Keywords: Poland’s syndrome; Hand anomaly; Classification; Syndactyly; Treatment

Introduction

Poland’s syndrome was first described by Alfred Poland in 1841. It is characterized by a variable clinical picture, while all the potential symptoms are rarely present in a single patient. The typical elements of this anomaly include unilateral hypoplasia or absence of the sternocostal portion of pectoralis major muscle and hand defects affecting the same side of the body [1-4]. In women with Poland’s syndrome, disturbed development of the breast is observed on the affected body side. Breast growth inhibition has many forms, from mild micromastia to amastia [1,3-5].

Coexisting defects of the chest wall and the hand are known as complete Poland’s syndrome [1,6]. However, more commonly, patients suffer from isolated pectoralis major muscle hypoplasia and are diagnosed with partial Poland’s syndrome [1,4,6]. Many authors agree that the key, constant and sufficient symptom which allow the Poland’s syndrome diagnosis are pectoralis major muscle abnormalities [6,7].

The incidence of Poland’s syndrome reported by different authors varies, it ranges from 1:20 000 to 1:100 000 [2-4,6,8]. This condition is three times more common in men than in women and usually the right side is affected in 75% of cases [6,9]. The aetiology of Poland’s syndrome is still under discussion. Disruption of the normal development of the subclavian artery, the vertebral artery and/or their branches, defective migration of fetal mesodermal tissue and intrauterine insults, mainly hypoxia, have been suggested as possible causes [3,9].

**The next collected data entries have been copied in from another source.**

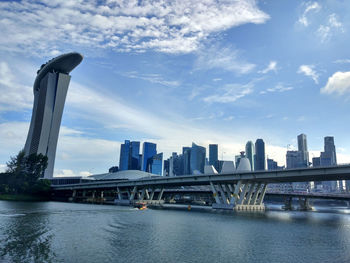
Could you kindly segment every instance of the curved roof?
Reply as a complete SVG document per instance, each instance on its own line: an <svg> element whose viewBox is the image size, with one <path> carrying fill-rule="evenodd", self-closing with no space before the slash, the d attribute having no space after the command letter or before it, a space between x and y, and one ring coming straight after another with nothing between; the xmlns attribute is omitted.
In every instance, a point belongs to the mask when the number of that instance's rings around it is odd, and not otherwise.
<svg viewBox="0 0 350 263"><path fill-rule="evenodd" d="M250 161L247 157L243 157L239 161L239 165L237 167L237 172L247 172L251 171L252 168L250 166Z"/></svg>
<svg viewBox="0 0 350 263"><path fill-rule="evenodd" d="M146 173L139 170L125 170L116 173L94 174L89 176L89 178L93 178L95 180L136 180L150 177L159 177L159 175Z"/></svg>
<svg viewBox="0 0 350 263"><path fill-rule="evenodd" d="M234 173L235 172L235 164L233 161L224 161L221 168L221 173Z"/></svg>
<svg viewBox="0 0 350 263"><path fill-rule="evenodd" d="M34 81L33 91L40 89L40 81L48 72L55 71L69 74L82 60L83 56L80 53L71 52L55 57L41 65Z"/></svg>

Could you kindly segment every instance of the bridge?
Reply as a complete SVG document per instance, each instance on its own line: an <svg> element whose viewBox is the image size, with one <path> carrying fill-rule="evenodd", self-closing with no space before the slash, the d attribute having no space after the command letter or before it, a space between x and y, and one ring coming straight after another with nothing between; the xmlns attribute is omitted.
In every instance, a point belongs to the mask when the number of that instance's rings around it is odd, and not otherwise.
<svg viewBox="0 0 350 263"><path fill-rule="evenodd" d="M176 177L143 177L137 180L94 180L79 184L52 186L55 194L104 198L114 195L116 204L136 202L162 204L165 189L183 186L209 186L216 209L264 210L267 185L270 183L350 180L350 165L330 167L254 171L227 174L187 175ZM305 199L306 200L306 199Z"/></svg>

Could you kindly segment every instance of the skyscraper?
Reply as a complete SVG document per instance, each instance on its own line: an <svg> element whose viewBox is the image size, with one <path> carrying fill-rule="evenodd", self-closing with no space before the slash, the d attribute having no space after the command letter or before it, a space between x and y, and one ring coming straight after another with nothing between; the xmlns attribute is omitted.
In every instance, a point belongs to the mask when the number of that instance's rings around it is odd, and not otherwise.
<svg viewBox="0 0 350 263"><path fill-rule="evenodd" d="M204 173L205 155L206 155L205 148L193 142L192 148L191 148L191 157L190 157L191 174L193 174L195 171Z"/></svg>
<svg viewBox="0 0 350 263"><path fill-rule="evenodd" d="M209 165L212 165L216 170L219 170L217 144L209 144Z"/></svg>
<svg viewBox="0 0 350 263"><path fill-rule="evenodd" d="M255 169L255 162L254 162L255 148L254 148L254 143L252 141L248 141L247 144L245 145L245 155L250 162L250 166L252 168L252 171L254 171L254 169Z"/></svg>
<svg viewBox="0 0 350 263"><path fill-rule="evenodd" d="M151 158L150 162L152 174L163 175L163 153L158 153Z"/></svg>
<svg viewBox="0 0 350 263"><path fill-rule="evenodd" d="M263 139L255 142L255 171L266 170L265 143Z"/></svg>
<svg viewBox="0 0 350 263"><path fill-rule="evenodd" d="M119 156L119 170L129 170L130 164L130 141L125 140L123 144L120 145L120 156Z"/></svg>
<svg viewBox="0 0 350 263"><path fill-rule="evenodd" d="M140 142L133 141L130 144L130 165L129 170L140 170Z"/></svg>
<svg viewBox="0 0 350 263"><path fill-rule="evenodd" d="M144 142L142 146L141 170L149 171L151 158L157 154L157 145L151 142Z"/></svg>
<svg viewBox="0 0 350 263"><path fill-rule="evenodd" d="M191 174L191 147L182 147L183 174Z"/></svg>
<svg viewBox="0 0 350 263"><path fill-rule="evenodd" d="M298 151L301 154L299 167L309 166L309 152L307 151L307 139L305 134L298 135Z"/></svg>
<svg viewBox="0 0 350 263"><path fill-rule="evenodd" d="M83 56L68 53L42 65L34 82L34 106L27 141L26 155L43 154L48 157L44 178L52 178L58 134L70 82L69 73L80 64Z"/></svg>
<svg viewBox="0 0 350 263"><path fill-rule="evenodd" d="M321 166L337 165L337 154L335 151L333 136L324 137L324 152L321 152L320 159ZM323 188L331 191L337 190L338 184L340 188L343 188L342 181L322 182Z"/></svg>

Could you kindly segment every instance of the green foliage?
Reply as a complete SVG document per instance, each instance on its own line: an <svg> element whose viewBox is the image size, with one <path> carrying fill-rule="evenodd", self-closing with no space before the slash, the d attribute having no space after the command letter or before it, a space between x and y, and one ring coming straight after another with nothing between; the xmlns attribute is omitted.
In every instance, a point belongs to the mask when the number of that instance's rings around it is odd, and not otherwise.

In the available literature we can find attempts of classification of hand’s anomalies in Poland’s syndrome.

Gausewitz in 1984 has divided them into four groups: type 1- five digits present even if hypoplastic; type 2- functional border digits with absent central digits (cleft hand); type 3- more severe absence deformities with no functional digits; type 4- radial ray defects and absent thumb [10].

In 1998 Minguella and Cabrera on the basis of clinical and radiological symptoms classified patients with Poland’s syndrome into 5 types: type 1, without syndactyly; type 2 syndactyly and hypoplastic or aplastic middle phalanx; type 3 or “shovel hand” with complete syndactyly also affecting the thumb; type 4 longitudinal deficiency of some digits or radius and type 5 transversal absence [11].

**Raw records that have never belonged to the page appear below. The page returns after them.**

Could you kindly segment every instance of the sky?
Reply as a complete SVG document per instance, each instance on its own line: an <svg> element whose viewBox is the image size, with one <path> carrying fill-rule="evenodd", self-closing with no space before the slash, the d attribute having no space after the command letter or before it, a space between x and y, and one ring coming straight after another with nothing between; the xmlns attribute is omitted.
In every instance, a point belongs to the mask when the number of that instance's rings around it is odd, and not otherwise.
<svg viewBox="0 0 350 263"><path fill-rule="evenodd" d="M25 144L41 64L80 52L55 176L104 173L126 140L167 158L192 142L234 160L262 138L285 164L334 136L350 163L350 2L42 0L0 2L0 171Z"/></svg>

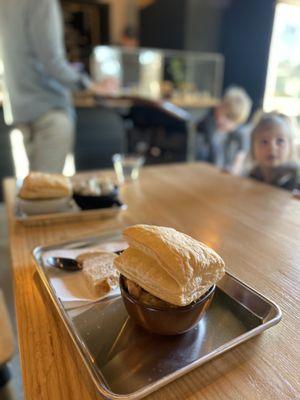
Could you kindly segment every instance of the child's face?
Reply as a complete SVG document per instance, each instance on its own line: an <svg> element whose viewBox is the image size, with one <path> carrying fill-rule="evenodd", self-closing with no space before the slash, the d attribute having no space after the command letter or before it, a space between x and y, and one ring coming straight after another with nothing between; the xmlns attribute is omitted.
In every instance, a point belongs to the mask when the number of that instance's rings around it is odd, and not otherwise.
<svg viewBox="0 0 300 400"><path fill-rule="evenodd" d="M288 134L281 126L257 132L254 158L262 167L279 167L288 161L291 152Z"/></svg>
<svg viewBox="0 0 300 400"><path fill-rule="evenodd" d="M217 130L222 133L232 132L237 128L237 124L231 116L231 111L222 104L215 109L215 123Z"/></svg>

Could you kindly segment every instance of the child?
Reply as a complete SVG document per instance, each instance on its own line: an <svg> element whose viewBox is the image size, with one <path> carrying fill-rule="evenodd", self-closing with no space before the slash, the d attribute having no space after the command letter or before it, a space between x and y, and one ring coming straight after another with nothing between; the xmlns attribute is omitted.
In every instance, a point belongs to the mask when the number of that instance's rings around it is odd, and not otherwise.
<svg viewBox="0 0 300 400"><path fill-rule="evenodd" d="M293 155L288 118L274 112L263 114L251 134L250 156L255 166L249 176L286 190L300 188L299 165Z"/></svg>
<svg viewBox="0 0 300 400"><path fill-rule="evenodd" d="M238 128L247 121L251 106L244 89L227 89L221 103L197 125L196 158L229 170L236 169L237 161L242 165L249 150L249 132Z"/></svg>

Kuklik (2000) has quoted classification of hand anomalies, which has three subgroups: A- symbrachydactyly associated with brachymesophalangia without oligodactyly; B- the distal phalanges of the second to the fourth fingers are absent; C- the ectrodactyly (cleft) of the hand with no absence of other defect of the carpal bones [12].

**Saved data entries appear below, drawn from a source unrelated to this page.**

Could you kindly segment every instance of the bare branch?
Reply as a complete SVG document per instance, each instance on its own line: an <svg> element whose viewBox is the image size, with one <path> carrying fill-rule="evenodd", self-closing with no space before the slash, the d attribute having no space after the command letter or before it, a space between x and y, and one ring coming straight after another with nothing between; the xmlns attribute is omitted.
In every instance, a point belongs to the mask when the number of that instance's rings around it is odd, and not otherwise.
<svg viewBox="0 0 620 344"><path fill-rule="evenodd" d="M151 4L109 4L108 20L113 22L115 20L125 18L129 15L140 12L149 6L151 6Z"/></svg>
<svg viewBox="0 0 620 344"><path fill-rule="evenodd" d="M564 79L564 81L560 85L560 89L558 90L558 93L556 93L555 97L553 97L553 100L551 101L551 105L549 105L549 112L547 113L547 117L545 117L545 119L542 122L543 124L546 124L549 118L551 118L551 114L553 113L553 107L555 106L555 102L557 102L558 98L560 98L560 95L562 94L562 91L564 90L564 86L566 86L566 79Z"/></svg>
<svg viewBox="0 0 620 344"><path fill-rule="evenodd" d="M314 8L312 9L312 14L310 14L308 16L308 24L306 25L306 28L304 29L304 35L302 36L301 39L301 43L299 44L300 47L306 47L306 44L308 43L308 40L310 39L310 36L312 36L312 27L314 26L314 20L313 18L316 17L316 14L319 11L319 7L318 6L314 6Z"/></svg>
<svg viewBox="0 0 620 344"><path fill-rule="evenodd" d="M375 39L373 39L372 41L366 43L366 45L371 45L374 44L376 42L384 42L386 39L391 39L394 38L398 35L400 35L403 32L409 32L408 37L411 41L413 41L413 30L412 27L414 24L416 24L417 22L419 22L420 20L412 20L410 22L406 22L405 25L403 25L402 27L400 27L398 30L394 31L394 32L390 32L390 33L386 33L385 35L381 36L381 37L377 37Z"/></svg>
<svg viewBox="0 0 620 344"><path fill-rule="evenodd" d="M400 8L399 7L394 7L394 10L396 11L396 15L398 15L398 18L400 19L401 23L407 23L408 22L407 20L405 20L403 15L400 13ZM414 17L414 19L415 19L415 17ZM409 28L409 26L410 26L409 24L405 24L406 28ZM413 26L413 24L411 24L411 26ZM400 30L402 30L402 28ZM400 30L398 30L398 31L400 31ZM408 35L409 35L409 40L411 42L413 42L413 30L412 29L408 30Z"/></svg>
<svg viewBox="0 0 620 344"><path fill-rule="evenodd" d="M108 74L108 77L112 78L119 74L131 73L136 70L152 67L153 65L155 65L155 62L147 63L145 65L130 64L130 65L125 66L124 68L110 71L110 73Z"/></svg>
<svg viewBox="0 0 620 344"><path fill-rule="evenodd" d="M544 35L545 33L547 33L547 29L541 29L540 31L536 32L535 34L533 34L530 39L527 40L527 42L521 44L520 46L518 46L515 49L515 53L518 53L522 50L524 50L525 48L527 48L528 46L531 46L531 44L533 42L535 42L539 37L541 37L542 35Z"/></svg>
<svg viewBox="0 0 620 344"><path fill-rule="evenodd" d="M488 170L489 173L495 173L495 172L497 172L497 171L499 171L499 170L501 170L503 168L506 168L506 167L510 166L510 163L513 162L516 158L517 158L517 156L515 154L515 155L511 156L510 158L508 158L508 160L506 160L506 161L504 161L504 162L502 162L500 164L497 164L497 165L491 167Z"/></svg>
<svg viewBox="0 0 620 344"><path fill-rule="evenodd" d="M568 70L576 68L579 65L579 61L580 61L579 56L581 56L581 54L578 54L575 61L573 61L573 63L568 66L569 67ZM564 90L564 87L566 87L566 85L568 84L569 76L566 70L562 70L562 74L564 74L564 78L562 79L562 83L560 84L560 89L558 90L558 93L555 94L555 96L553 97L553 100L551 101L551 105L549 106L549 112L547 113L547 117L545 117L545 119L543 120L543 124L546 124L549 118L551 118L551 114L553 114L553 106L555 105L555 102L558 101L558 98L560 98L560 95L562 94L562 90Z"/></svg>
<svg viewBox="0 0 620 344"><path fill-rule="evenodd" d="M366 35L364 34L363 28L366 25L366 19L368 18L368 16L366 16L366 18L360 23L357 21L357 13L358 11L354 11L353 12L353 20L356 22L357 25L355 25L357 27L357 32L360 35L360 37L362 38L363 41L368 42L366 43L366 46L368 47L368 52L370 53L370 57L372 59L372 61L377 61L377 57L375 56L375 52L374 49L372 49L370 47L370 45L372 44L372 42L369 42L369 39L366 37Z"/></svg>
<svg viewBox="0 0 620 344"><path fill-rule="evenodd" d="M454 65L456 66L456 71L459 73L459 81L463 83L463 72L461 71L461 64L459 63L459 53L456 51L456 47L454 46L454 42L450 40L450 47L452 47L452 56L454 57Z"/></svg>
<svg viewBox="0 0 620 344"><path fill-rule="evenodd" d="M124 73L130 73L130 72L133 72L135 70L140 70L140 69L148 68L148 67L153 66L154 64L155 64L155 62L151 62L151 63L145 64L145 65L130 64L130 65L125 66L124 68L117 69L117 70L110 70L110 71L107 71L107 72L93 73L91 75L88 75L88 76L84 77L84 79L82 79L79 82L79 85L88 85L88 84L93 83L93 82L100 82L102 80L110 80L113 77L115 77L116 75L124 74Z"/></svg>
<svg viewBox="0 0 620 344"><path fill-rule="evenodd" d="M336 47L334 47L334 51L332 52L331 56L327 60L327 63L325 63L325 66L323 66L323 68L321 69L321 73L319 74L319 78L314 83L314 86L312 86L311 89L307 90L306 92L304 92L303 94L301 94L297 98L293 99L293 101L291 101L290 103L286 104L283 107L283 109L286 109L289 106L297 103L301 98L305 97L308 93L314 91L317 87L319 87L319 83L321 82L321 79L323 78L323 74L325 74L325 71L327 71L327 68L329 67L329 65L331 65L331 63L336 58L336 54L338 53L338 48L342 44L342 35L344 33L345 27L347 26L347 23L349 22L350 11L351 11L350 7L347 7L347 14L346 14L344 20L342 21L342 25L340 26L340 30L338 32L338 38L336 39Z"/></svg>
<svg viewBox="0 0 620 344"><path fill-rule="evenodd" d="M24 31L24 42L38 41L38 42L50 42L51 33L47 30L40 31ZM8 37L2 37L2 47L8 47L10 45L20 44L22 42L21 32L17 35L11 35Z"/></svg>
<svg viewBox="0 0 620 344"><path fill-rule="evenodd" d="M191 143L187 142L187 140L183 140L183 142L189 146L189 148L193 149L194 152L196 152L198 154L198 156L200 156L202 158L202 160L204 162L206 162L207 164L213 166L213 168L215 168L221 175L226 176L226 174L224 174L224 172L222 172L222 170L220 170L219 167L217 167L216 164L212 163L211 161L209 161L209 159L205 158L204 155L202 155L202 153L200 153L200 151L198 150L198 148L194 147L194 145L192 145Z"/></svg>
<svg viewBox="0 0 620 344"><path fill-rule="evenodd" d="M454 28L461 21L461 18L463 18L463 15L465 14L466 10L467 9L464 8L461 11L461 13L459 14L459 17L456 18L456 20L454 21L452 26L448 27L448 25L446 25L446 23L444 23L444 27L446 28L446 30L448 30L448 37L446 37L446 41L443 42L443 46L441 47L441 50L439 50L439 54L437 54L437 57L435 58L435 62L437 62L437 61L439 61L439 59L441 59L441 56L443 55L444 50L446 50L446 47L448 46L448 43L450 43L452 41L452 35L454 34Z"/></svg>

The most precise classification was offered by Al-Qattan (2001). He has divided hand’s anomalies in Poland’s syndrome in seven grading types with increasing severity of anomaly:

The aim of this study is to present different types of hand anomalies in patients with Poland’s syndrome and its treatment.

Material and Method

In the years 1990-2010, 66 patients with Poland’s syndrome were treated in Plastic, Reconstructive and Aesthetic Surgery Department/ Medical University of Lodz/. Each patient underwent clinical examination and photographic documentation was performed. On the basis of ambulatory cards, hospital histories and photos the data base of patients with Poland’s anomaly was created. The collected data included: age, sex, and side of anomaly, distinction between complete and partial defect, type of hand anomaly classified according to Al- Qattan (2001) and methods of introduced treatment.

In the analyzed group there were 8 men and 58 women. The patients’ age, at the time of first consultation, was from 6 to 65 years (on average 28.22 years; SD=10.9).

On the basis of patients’ documentation and created data base the analysis of performed treatment was conducted.

Due to the descriptive character of the study, the statistical tests were not accomplished.

Results

In analyzed group only 19 patients had complete Poland’s syndrome (28.8%) (13 females and 6 males).According to Al-Qattan (2001) classification type 2 of anomaly was present in 8 patients (42.1%), subtype 3A in 5 (26.3%), subtype 3B in 3(15.8%) (Figure 1), subtype 4C in 1 (5.3%) and subtype 4D in 2(10.5%) (Figure 2). Remaining 47 patients (71.2%) with partial defect were classified to type 1 of hand malformation.